It is written by sailors that all objects of beauty are called “she”. Especially sailing ships. And the USS Constitution is no exception.
USS Constitution is a wooden-hulled, three-masted heavy frigate of the United States Navy. Named by President George Washington after the Constitution of the United States of America, she is the world’s oldest commissioned naval vessel afloat. Launched in 1797, Constitution was one of six original frigates authorized for construction by the Naval Act of 1794 and the third constructed. Joshua Humphreys designed the frigates to be the young Navy’s capital ships, and so Constitution and her sisters were larger and more heavily armed and built than standard frigates of the period. Built in Boston, Massachusetts, at Edmund Hartt’s shipyard, her first duties with the newly formed United States Navy were to provide protection for American merchant shipping during the Quasi-War with France and to defeat the Barbary pirates in the First Barbary War.
Constitution is most famous for her actions during the War of 1812 against Great Britain, when she captured numerous merchant ships and defeated five British warships: HMS Guerriere, Java, Pictou, Cyane and Levant. The battle with Guerriere earned her the nickname of “Old Ironsides” and public adoration that has repeatedly saved her from scrapping. She continued to actively serve the nation as flagship in the Mediterranean and African squadrons, and circled the world in the 1840s. During the American Civil War she served as a training ship for the United States Naval Academy and carried artwork and industrial displays to the Paris Exposition of 1878. Retired from active service in 1881, she served as a receiving ship until designated a museum ship in 1907. In 1931 she started a three-year, 90-port tour of the nation, and in 1997 she finally sailed again under her own power for her 200th birthday. On August 19, 2012, she sailed again under her own power in Boston Harbor to commemorate the 200th anniversary of her defeat of the Guerriere.
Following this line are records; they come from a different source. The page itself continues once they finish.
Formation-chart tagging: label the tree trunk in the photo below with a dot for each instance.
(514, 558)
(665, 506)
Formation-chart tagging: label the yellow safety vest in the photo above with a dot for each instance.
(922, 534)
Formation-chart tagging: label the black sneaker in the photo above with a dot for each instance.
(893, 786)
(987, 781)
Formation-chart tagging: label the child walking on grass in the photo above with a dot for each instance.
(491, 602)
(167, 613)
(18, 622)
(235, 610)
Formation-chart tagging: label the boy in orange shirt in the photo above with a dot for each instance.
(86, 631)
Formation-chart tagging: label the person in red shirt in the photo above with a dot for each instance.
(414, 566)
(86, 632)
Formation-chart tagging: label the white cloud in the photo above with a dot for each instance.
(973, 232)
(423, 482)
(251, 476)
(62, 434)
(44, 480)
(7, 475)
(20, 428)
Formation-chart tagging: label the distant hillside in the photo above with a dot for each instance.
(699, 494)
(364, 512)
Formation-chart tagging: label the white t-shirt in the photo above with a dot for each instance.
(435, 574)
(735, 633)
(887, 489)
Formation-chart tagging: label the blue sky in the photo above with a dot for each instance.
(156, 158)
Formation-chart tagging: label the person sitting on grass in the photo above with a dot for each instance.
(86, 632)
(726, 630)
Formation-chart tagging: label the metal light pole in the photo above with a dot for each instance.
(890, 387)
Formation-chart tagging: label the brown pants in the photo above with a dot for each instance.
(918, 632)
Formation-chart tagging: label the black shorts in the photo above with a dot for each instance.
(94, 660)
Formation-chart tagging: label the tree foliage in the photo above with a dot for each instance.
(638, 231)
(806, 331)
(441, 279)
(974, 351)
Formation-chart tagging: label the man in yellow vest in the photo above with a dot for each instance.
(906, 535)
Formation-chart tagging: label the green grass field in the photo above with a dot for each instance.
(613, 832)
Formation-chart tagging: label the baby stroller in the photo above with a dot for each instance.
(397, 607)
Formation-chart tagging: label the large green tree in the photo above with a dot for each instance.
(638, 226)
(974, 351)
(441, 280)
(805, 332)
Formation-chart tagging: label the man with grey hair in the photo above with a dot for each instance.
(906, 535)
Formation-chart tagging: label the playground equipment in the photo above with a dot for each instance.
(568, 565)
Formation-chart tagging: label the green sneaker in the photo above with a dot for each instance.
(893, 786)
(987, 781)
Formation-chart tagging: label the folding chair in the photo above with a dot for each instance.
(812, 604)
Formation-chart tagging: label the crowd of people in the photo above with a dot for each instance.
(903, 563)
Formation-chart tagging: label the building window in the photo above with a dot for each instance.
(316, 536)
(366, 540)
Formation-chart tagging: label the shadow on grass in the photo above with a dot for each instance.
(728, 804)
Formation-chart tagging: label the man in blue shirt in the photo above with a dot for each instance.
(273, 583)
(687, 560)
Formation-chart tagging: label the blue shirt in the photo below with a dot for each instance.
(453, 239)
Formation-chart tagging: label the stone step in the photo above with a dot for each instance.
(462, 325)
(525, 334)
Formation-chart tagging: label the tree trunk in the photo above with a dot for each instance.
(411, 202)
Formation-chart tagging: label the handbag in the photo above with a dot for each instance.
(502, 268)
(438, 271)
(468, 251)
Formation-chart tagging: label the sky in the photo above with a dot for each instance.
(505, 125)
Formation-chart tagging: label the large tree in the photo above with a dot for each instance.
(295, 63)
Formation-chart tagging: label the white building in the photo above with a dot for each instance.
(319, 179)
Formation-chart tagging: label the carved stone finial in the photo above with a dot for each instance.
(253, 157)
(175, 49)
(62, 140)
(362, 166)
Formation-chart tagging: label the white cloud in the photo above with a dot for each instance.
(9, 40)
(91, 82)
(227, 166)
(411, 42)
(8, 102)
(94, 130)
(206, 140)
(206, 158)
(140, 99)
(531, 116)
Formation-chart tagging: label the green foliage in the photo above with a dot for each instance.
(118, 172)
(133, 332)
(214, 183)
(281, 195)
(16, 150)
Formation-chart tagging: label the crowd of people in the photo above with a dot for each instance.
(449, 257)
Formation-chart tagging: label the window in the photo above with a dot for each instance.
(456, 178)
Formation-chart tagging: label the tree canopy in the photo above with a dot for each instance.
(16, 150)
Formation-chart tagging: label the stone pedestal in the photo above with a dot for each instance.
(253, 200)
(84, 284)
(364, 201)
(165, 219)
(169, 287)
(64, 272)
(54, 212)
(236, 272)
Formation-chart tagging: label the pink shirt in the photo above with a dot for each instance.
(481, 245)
Constitution’s stated mission today is to promote understanding of the Navy’s role in war and peace through educational outreach, historic demonstration, and active participation in public events. As a fully commissioned US Navy ship, her crew of 60 officers and sailors participate in ceremonies, educational programs, and special events while keeping the ship open to visitors year round and providing free tours. The officers and crew are all active-duty US Navy personnel and the assignment is considered special duty in the Navy. Traditionally, command of the vessel is assigned to a Navy Commander. She is berthed at Pier 1 of the former Charlestown Navy Yard, at one end of Boston’s Freedom Trail.
She was berthed at Pier 1 of the former Charlestown Navy Yard. Now she is at sea once more. Celebrating her victory over a British ship 200 years ago.
At 215 years old, the USS Constitution is the U.S. Navy’s oldest commissioned warship afloat. But it’s not too old to take a quick sail.
For 17 minutes on Sunday, the ship cruised west across Boston Harbor, reaching a maximum speed of 3.1 knots. It was its first sail under its own power since turning 200 in 1997.
The short trip — a distance of 1,100 yards — was to commemorate the Constitution’s victory over a British warship of a similar size in a fierce battle during the War of 1812. The victory earned the ship its nickname, “Old Ironsides.”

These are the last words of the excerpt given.